Department of Psychiatry, Johns Hopkins University School of Medicine, Meyer 2-181, 600 North Wolfe Street, Baltimore, MD 21287, USA.

出版信息

Ann Neurol. 2003 Oct;54(4):488-93. doi: 10.1002/ana.10691.

DOI:10.1002/ana.10691
PMID:14520661
Abstract

Subjects were followed in the Longitudinal Core Study of the Baltimore Huntington's Disease Center and given annual neurological, cognitive, and psychiatric examinations. Postmortem neuropathological grade was assigned using the system of Vonsattel and colleagues.
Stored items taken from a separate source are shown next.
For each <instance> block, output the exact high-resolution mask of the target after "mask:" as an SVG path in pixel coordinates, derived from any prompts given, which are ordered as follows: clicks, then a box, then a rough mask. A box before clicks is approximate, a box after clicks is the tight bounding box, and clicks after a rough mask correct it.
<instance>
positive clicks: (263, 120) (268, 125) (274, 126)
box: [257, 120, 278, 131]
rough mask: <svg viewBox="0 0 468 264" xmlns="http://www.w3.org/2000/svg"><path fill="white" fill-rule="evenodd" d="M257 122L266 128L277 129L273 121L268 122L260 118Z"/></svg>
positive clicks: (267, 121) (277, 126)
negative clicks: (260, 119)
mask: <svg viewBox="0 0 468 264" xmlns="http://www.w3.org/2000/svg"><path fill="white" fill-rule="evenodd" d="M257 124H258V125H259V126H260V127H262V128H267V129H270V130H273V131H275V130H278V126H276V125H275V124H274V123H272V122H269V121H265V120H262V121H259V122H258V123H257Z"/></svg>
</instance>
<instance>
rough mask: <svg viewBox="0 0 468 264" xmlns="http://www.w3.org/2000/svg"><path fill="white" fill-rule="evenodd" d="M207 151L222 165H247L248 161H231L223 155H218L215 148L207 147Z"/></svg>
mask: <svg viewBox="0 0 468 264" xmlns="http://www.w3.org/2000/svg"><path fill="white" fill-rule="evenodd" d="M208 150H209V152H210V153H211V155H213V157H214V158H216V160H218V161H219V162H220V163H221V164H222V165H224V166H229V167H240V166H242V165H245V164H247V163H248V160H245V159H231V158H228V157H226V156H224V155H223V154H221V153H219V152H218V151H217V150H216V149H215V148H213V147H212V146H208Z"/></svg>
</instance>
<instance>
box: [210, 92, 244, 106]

We examined the correlations between the neuropathological grade and scores on the Quantified Neurological Examination (QNE) and its chorea and motor impairment subscales, the Mini-Mental State Examination (MMSE), the HD Activities of Daily Living (ADL) Scale, and a number of demographic variables (CAG number, age of onset, age at death, disease duration) in 100 subjects who had been examined within 1,000 days of death. All measures showed significant correlation with Vonsattel score except for chorea. The strongest effect was that of motor impairment score (r(2) = 0.351, p < 0.0001). In a stepwise correlation of clinical variables, motor impairment remained significant. The largest effect for a demographic variable was for age of onset (r(2) = 0.226, p < 0.0001) A partial correlation was significant between CAG number and Vonsattel grade, controlling for age at death or disease duration. Motor impairment appears to be a good clinical measure of neuronal cell loss, at least late in the course of HD and therefore may prove useful in observational and treatment studies.

摘要

研究对象参与了巴尔的摩亨廷顿舞蹈病中心的纵向核心研究,并接受了年度神经学、认知和精神检查。死后神经病理学分级采用冯·萨特尔及其同事的系统进行评定。我们在100名在死亡前1000天内接受检查的受试者中,研究了神经病理学分级与定量神经学检查(QNE)及其舞蹈症和运动障碍分量表、简易精神状态检查表(MMSE)、亨廷顿舞蹈病日常生活活动(ADL)量表得分以及一些人口统计学变量(CAG重复数、发病年龄、死亡年龄、病程)之间的相关性。除舞蹈症外,所有测量指标均与冯·萨特尔评分显示出显著相关性。最强的影响因素是运动障碍评分(r(2)=0.351,p<0.0001)。在临床变量的逐步相关性分析中,运动障碍仍然具有显著性。对于人口统计学变量,最大的影响因素是发病年龄(r(2)=0.226,p<0.0001)。在控制死亡年龄或病程的情况下,CAG重复数与冯·萨特尔分级之间的偏相关性显著。运动障碍似乎是神经元细胞丢失的一个良好临床指标,至少在亨廷顿舞蹈病病程后期如此,因此可能在观察性研究和治疗研究中有用。